I walked back to the car, red-faced and sweaty, dizzied from the journey. I drove home with the windows rolled down, the breeze whipping my hair up off my shoulders. When I told a friend what I'd done, they couldn't believe it. Don't you know how hot it is? This weather isn't made for walking around like that.

She was right. This weather is made for stretching out in the sand, watching the motion of the waves as they break against the shore. It's made for lying in bed at two in the afternoon in just your underwear while the air conditioner rattles in the window. It's made for eating ice cream on the back porch at sunset. For running through the sprinklers. For flip-flops and glasses of iced tea and afternoon thunderstorms. And most of all, for love. All you need is love.

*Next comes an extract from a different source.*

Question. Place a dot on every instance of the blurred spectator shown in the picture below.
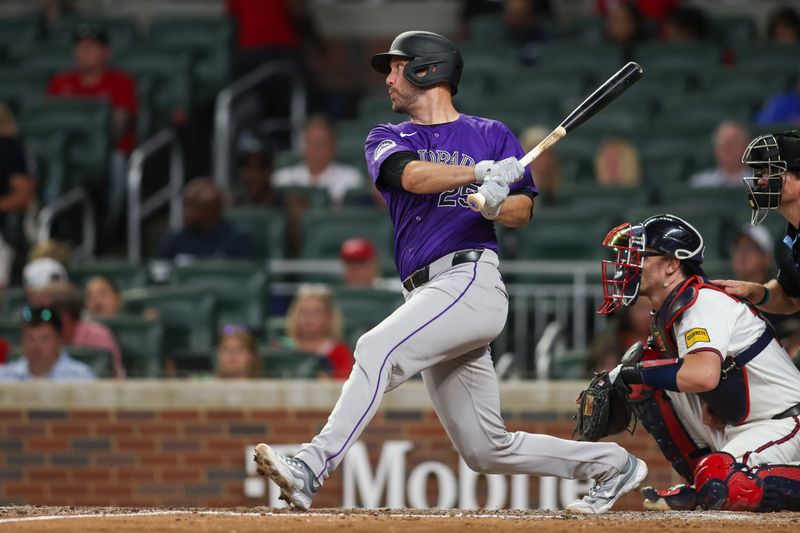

Wednesday, August 02, 2006

Flashes of Speculation

Jim, over at Writer's Blog, has started a new site called Flashes of Speculation that's dedicated to publishing flash fiction in the following genres: science fiction, fantasy, horror fiction, supernatural fiction, alternate history, and magical realism. If you write flash fiction in any of these genres and are interested in submitting, the guidelines are here. Even if you don't write in these genres, you should head over and check out all the great stories being posted there. And if you want to be supercool, you can put up a link on your blog to show your support. And we all want to be supercool, don't we?

Tuesday, August 01, 2006

Yeaaahhhhh, I'm gonna need you to come in on Saturday

Because I have to work all day and I know some of you also have mind-numbingly boring jobs, I've got a little treat for you today. I now present:

Office Space, bunny-style.*

Enjoy.**

*If you're at said job, I would recommend saving this for later. The bunnies aren't exactly PG-13.

**And I promise later I'll actually have something for you to read since this is supposed to a writing blog for Christ's sake.

More pictures

I wanted to run and jump in with these kids, they looked like they were having so much fun.
Our new bridge, which cost a bazillion dollars. Pretty fancy stuff.
Another fountain I wanted to jump in.
Looking out on the harbor.
Sidewalk graffiti.
Animal cruelty. Otherwise known as one of those things tourists do. I wanted to tell them all to get their fat asses out and walk.
More views of the harbor.
Houses on the Battery.
I have more pictures but Blogger doesn't seem to be cooperating. Hopefully I'll get them posted sometime today. And if anyone's curious, it was so hot my shoes were melting into the sidewalk while I was out taking these. But that's how much I love you all.